While stablecoins are supposed to be backed at all times by reserves of actual dollars, or highly liquid mainstream financial assets, in practice, they have not been free from controversy, especially Tether, which has long been coy about what backs its USDT.
However the collapse of the TerraUSD algorithmic stablecoin, have put regulators on alert and spurred many of them to question the quality of the assets that stablecoin operators say they hold in reserve.
According to research from JPMorgan, as of May, Tether, the biggest stablecoin operator, and its peers, accounted for 2% of the market for U.S. Treasury bills – short-term debt instruments that are commonly used as a cash equivalent on corporate balance sheets.
Stablecoin issuers such as Tether and Circle now hold US$80 billion worth of short-term U.S. government debt, highlighting the expanding role of digital asset players in traditional financial markets.
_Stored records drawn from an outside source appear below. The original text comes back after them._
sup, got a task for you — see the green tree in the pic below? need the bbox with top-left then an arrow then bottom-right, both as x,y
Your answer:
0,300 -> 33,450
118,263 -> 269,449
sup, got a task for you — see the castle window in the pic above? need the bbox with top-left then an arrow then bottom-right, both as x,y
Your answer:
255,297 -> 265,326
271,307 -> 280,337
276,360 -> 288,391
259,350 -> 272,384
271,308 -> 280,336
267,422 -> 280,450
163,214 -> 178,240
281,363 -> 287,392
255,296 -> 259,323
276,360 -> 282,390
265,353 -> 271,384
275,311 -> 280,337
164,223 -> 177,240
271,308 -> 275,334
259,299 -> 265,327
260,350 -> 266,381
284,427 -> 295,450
And while 2% of the liquid U.S. Treasury markets may not sound like a lot, if stablecoin issuers were to dump their holdings of U.S. government debt, for instance, in the case of a slew of redemptions, their selling may have serious repercussions, especially given that liquidity is no longer a given.
U.S. Treasury markets have long been assumed to be the deepest and most liquid in the world, but the reality however is that periods of market crisis have seen liquidity evaporate and forced central banks to shore up Treasury values by becoming a buyer of last resort.
Even though a handful of the largest stablecoin issuers hold just 2% of short-term U.S. Treasuries, if a fresh market crisis were to emerge that would require issuers to sell off their holdings, it could have a material impact on Treasury prices, especially as markets become less liquid during difficult times.